Según explica este avezado en la materia, el problema de las goleadas es que tienen su fecha de caducidad. Una vez que el remate se populariza entonces se vuelve cuesta arriba conseguir nuevos candidatos para la trampa. Más todavía cuando se tiene fama de goleador, como es el caso de El Tano quien advierte que el goleador es una víctima que luego se transforma en victimario. “Para hacer el gol siempre lo tenés que recibir primero, yo no inventé ningún gol. Hay gente que cae varias veces en la misma goleada porque se olvida. Yo lo que tengo es una buena defensa porque, una vez que me golean, ese gol ya no me lo hacen más”, postula develando el secreto de su singular destreza: “Lo principal del gol es que sea original. Después, es muy importante el factor sorpresa… la persona también tiene que colaborar para que el gol se dé, te tiene que devolver la pared”.

“Es muy difícil encontrar goles nuevos para alguien que es goleador. Lo que hay son esas muletillas como ¿Y ella?, cosas chabacanas… esos no son goles puros como este que surgió ahora”, advierte. Para conocer la novedosa goleada que ahora hace estragos en asados, reuniones y convites, Álvaro antes tuvo que probar un poco de su propia medicina. Fue hace un mes atrás. Iba en el auto junto a dos amigos con destino a una de esas cervecerías artesanales que han proliferado por toda la provincia. Entonces se dio la jugada que sirvió de prólogo a lo que podríamos calificar como el gol del año:

- Che Tano, vos que conocés, cómo se llama esa cervecería que está en la zona de tribunales… esa que está frente a Don Pepe…
- Te be cé – respondió sin dudar.
- ¡El pingo! – se escuchó, contundente, el remate que precedió a la catarata de risas dentro del automóvil.

El famoso goleador había sido goleado. Lejos de sufrirlo, El Tano celebró, hacía años que no escuchaba un gol nuevo: “Es un gol novedoso, no sólo es actual, además, es semánticamente perfecto. Es bello el gol, es poético… no es con rima como los otros el remate es realmente muy bueno… Es el último grito sagrado”.  Según revela, se trata de una goleada dedicada al público joven.

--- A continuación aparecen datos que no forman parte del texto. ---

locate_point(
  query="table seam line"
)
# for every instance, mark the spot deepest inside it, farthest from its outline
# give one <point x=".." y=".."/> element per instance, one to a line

“No hay edad para la goleada, es algo que se lo practica desde que uno tiene uso de razón y hasta la muerte. Creo que hasta en mi lecho de muerte mi última voluntad va a ser hacer un gol. La satisfacción del gol es la humillación de la persona que cae en la triquiñuela… es una cosa medio sádica… no te reís con la persona, te reís de la persona que cae. Eso sí, yo no me he calentado nunca cuando me han hecho un gol”, confiesa mientras se prepara para salir a la cancha. Con casi cuarenta años, Álvaro es el arquero más goleador de Tucumán. Un habilidoso del área propia y un crack siempre alerta para mandarla a guardar con un remate.